Like the astronomical clock in Strasbourg Cathedral, which had just become Protestant in 1571, the "Clock of the Long Now" is a sculpture of time. This is made clear by the first prototype, supervised by project manager Alexander Rose, which was completed on a reduced scale in time for the turn of the century and is now on display in London's Science Museum. The almost 2.5 meter high prototype is made of monel metal and weighs half a ton. At the turn of the year 01999 to 02000 – in the counting of the Long Now Foundation --[} a double gong sounded, only the cuckoo, which is supposed to appear on such centenary occasions, was missing.

Its simple mechanical construction alludes to the calculators designed by Charles Babbage a century earlier. The whole thing is quite deliberate: the clock is designed so that it only works if people take care of it over time. "All parts of the watch can be replaced using skills that have been known for thousands of years," said Danny Hillis in an interview at the presentation of the first prototype. According to Stewart Brand (PDF), this prototype was supposed to be presented in January 1999 at the World Economic Forum in Davos to the rich and super-rich who gather there every year to think about "global solutions". A look at a time span of 10,000 years was also intended to encourage them to think about longer periods of time. Unfortunately, the prototype was not finished in time.

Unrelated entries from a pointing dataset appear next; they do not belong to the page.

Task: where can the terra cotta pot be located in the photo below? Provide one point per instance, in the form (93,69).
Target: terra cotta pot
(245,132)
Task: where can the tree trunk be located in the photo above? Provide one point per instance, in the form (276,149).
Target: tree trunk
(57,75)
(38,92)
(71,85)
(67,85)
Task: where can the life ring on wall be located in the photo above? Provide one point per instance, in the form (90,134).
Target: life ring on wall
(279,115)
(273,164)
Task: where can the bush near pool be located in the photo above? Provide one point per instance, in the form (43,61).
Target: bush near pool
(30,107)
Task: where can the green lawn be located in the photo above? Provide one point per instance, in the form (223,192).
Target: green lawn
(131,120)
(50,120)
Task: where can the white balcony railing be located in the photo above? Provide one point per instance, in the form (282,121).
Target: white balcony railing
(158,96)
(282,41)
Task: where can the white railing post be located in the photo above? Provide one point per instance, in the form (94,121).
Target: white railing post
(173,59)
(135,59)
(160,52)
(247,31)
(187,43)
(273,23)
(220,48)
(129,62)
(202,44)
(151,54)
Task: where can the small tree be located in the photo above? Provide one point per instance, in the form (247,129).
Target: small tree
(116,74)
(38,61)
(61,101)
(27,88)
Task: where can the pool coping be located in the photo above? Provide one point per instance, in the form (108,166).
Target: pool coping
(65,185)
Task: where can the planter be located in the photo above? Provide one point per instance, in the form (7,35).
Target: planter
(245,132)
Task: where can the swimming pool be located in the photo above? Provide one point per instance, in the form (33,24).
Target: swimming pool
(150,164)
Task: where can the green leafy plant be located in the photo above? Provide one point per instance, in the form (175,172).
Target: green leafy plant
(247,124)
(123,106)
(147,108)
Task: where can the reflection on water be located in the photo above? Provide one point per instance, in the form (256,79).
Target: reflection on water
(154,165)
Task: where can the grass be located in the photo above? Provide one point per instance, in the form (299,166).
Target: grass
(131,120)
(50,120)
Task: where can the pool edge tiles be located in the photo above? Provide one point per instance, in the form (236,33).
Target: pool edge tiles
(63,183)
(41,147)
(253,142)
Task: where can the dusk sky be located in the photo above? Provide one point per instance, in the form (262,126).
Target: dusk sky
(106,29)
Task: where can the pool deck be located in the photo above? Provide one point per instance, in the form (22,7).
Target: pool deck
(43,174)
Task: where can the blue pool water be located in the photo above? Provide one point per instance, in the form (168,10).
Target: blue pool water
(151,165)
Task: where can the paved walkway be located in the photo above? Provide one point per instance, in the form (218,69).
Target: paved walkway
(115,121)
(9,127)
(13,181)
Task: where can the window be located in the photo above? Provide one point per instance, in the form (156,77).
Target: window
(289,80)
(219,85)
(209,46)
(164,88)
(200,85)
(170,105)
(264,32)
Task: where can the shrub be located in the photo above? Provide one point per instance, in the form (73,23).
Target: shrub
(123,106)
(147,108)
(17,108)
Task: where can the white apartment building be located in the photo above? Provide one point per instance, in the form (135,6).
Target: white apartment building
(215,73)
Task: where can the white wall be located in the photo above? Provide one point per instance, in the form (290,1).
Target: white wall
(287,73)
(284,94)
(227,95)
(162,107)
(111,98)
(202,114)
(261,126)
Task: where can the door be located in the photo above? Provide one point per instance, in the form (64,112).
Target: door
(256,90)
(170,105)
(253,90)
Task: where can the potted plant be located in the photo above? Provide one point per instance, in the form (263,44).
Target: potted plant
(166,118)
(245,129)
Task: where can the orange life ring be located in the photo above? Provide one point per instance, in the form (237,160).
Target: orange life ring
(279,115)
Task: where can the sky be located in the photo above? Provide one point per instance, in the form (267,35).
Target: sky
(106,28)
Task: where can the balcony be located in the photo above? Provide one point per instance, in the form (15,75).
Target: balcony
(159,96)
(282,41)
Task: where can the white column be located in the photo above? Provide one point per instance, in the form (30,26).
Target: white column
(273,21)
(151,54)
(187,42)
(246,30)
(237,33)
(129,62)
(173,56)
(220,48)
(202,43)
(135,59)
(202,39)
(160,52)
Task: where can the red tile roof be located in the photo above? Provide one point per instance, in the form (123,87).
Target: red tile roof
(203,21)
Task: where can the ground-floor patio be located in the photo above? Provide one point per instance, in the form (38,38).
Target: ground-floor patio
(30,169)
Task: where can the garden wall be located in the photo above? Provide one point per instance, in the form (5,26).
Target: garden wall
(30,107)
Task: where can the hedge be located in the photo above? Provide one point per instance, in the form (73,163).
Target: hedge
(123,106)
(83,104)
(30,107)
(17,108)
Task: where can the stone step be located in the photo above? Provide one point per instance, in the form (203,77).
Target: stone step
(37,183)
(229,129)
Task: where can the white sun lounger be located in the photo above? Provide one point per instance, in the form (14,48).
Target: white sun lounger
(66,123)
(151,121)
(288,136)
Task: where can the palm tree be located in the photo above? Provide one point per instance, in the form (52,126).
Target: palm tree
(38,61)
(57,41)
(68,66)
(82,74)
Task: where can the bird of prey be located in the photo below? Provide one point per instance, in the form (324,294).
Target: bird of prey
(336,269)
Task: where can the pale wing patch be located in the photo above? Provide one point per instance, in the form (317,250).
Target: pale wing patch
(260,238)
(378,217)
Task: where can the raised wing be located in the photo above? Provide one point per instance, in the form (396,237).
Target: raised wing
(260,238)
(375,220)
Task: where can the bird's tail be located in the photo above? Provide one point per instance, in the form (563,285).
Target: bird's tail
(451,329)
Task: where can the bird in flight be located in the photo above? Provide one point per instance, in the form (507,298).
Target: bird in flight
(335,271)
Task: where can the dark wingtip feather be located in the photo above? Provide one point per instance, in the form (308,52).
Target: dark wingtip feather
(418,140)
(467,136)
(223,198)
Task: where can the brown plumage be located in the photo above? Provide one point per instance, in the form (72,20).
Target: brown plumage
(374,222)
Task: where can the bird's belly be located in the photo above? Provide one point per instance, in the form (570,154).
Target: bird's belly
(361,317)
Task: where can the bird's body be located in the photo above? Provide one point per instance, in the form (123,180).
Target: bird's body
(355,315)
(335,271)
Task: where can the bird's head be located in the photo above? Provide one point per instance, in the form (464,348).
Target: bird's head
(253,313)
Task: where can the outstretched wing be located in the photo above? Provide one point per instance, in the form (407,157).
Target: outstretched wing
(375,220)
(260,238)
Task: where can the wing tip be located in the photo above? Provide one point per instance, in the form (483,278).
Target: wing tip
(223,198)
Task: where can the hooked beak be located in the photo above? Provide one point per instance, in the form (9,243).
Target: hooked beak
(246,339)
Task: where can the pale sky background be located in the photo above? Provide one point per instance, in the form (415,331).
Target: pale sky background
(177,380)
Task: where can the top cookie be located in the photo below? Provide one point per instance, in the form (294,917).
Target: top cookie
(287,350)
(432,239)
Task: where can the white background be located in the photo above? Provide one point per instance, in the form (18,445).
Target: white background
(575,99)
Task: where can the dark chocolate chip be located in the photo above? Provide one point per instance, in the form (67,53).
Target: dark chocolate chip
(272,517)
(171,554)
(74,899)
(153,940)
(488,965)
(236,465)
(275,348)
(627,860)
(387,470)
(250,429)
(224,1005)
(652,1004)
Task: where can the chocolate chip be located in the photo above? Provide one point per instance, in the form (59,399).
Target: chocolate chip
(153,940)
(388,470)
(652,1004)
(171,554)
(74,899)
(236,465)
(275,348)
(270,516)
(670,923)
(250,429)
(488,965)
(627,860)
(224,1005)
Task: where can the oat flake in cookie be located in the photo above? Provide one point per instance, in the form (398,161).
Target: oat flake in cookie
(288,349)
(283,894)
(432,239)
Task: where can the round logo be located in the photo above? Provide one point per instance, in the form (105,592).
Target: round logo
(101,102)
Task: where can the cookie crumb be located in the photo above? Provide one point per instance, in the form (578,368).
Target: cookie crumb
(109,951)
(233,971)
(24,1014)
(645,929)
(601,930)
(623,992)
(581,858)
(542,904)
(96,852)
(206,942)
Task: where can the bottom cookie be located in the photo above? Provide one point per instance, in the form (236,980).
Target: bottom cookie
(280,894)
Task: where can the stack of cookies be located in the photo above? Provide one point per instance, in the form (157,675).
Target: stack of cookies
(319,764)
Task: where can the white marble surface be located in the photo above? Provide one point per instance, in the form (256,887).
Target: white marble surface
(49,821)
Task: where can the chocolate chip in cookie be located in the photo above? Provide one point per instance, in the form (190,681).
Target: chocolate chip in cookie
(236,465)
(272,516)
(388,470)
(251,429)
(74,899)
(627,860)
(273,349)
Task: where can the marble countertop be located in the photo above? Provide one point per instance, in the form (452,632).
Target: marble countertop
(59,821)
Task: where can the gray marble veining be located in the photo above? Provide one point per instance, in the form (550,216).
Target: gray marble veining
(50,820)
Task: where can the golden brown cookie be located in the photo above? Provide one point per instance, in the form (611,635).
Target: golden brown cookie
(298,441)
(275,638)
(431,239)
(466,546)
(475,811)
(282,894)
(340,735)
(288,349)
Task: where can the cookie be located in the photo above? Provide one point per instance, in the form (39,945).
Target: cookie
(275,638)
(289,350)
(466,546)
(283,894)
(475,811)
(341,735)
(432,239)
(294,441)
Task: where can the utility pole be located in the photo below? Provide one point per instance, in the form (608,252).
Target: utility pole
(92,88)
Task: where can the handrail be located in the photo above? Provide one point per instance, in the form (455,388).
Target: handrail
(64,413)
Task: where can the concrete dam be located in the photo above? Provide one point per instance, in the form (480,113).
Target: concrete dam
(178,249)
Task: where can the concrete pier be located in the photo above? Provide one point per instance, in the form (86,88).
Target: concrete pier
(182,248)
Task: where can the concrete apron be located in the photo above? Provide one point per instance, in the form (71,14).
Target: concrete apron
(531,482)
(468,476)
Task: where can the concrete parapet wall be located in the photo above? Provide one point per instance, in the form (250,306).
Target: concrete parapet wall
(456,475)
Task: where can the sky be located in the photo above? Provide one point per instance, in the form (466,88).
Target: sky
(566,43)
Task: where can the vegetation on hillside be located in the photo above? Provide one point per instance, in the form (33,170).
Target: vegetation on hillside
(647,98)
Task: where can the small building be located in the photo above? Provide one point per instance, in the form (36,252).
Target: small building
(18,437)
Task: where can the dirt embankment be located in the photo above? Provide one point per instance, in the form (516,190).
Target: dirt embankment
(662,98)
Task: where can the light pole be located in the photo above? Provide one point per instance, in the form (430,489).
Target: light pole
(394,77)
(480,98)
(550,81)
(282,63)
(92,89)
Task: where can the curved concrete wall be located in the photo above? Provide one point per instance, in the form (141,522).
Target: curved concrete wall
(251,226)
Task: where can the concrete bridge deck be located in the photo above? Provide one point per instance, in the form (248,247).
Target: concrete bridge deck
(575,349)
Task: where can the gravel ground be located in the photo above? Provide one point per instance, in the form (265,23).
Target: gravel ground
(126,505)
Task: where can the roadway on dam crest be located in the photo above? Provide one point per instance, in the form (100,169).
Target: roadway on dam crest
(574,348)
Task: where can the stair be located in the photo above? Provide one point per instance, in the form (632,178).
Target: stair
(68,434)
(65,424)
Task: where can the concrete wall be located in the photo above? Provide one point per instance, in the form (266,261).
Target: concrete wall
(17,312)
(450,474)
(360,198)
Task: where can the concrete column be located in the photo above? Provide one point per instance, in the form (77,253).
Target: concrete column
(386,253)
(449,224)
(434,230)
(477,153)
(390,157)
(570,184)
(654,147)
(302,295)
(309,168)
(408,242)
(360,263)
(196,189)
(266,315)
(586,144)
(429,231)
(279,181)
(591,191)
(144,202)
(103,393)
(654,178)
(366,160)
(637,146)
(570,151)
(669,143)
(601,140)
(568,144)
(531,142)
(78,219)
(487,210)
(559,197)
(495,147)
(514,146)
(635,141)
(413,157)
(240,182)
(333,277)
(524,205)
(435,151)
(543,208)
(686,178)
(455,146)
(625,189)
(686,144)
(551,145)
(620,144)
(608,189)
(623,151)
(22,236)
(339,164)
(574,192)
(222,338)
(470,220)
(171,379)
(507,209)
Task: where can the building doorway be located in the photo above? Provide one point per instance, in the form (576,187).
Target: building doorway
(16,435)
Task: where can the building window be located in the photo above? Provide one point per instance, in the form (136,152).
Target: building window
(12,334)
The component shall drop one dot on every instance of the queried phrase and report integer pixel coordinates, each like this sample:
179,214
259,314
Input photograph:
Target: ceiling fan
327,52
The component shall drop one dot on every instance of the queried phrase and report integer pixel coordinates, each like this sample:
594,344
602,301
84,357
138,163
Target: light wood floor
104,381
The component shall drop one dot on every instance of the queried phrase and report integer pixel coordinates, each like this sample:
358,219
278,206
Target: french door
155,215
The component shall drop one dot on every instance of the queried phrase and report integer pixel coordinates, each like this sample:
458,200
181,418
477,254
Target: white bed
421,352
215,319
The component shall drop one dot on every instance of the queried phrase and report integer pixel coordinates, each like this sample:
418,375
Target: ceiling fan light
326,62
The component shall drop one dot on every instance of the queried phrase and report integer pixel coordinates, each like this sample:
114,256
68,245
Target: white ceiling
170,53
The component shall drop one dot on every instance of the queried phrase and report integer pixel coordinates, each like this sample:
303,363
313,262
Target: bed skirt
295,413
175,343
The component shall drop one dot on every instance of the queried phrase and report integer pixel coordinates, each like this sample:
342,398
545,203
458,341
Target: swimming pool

One of the super-rich who did become enthusiastic about the idea was Jeff Bezos. In 2011, he donated around 42 million dollars so that the watch could be built, naturally, on his property in Texas. The shafts, access tunnels and millennium rooms have already been completed there, where his rocket company Blue Origin is based. However, they are not referred to as the clock of the long now, but rather the 10,000-year clock, according to an instruction from Bezos. The considerations of time and space and the civilization of mankind are secondary, as Bezos himself confessed: "When people get involved with the clock, they will tackle more things like Blue Origin." There are currently no updates on the status of things in Texas. But there's still time for that. Or is the whole idea, as Wired magazine now thinks, having previously published dozens of enthusiastic reports on the watch, a complete waste of time?